Le terme romane: idrologia e termologia trionfanti
di Fabrizio Fattori
di Fabrizio Fattori
La vocazione all’ozio e al benessere psicofisico che ancora oggi caratterizza, nell’immaginario collettivo più desueto, i popoli mediterranei, si è, in passato, concretizzato materialmente nella realizzazione degli impianti termali che ancora si evidenziano, in rovina, in molte città romane sparpagliate all’interno dei confini dell’ex impero.
Roma naturalmente ne conserva i resti maggiormente monumentali, retaggio di un insieme diffuso che arrivò a contare nel I° secolo a.C. circa 170 impianti pubblici, senza menzionare quelli privati che ammontavano a decine, testimonianza di stutus symbol delle magioni più raffinate. Qualche secolo dopo se ne contavano centinaia come documentato dai “Cataloghi” dei monumenti romani del IV° secolo d.C.
Donne romane nel frigidarium delle terme, da un dipinto di Lawrence Alma-Tadema.
Sviluppatesi dai “balnea” greci divennero in breve tempo più raffinate ed articolate su sempre più vaste dimensioni, per toccare livelli superlativi nelle grandi terme imperiali (11) divenute strumento di prestigio ed ostentazione da parte di imperatori sempre attenti ad avere il massimo consenso popolare.
Anche il culto della fisicità e le pratiche salutari veicolate da medici presenti a Roma già dal I° secolo a.C., come Asclepiade di Prusa, fino a Galeno III° secolo d.C., contribuirono a fare di questi luoghi punto di necessaria frequentazione da parte di una buona parte della popolazione che spesso poteva accedervi a titolo completamente gratuito o pagare una modesta tariffa (“balneaticum”)
Col termine “Thermae” anch’esso derivato dal greco, si giunse ad identificare una classicità architettonica basata su strutture ed ambienti ben definiti, rimasti alquanto immutati nel tempo.

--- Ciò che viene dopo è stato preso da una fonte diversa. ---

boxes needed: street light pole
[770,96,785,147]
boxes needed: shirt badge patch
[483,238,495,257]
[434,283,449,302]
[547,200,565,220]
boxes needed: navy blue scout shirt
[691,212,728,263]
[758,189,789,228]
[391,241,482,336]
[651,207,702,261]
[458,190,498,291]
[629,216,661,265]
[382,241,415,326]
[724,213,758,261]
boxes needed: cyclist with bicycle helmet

Tale canone derivava principalmente dalle Thermae di Nerone del I° secolo d.C. e da successive migliorie del periodo Traianeo.
Di Ursus - Opera propria, Pubblico dominio, https://commons.wikimedia.org/w/index.php?curid=8393049
Dopo l’ingresso si accedeva all’apodyterium ( spogliatoio), per liberarsi dei panni ed accedere agli ambienti termali del “calidarium” con diverse vasche dotate di acqua calda e fredda. Poi si accedeva al “tepidarium”, tenuto a temperature più miti, e successivamente al “frigidarium” ambiente molto ampio, di tipo basilicale, luogo di freschezza assoluta, dotato di grandi vasche ad acqua fredda e di una “natatio” un’ampia piscina, completamente all’aperto, che consentiva anche il nuoto. Dal “tepidarium” si poteva accedere anche al “laconicum” vera e propria sauna con pavimenti e pareti fortemente riscaldati da intercapedini a vespaio (hipocaustum) ed una umidità superiore al 50%.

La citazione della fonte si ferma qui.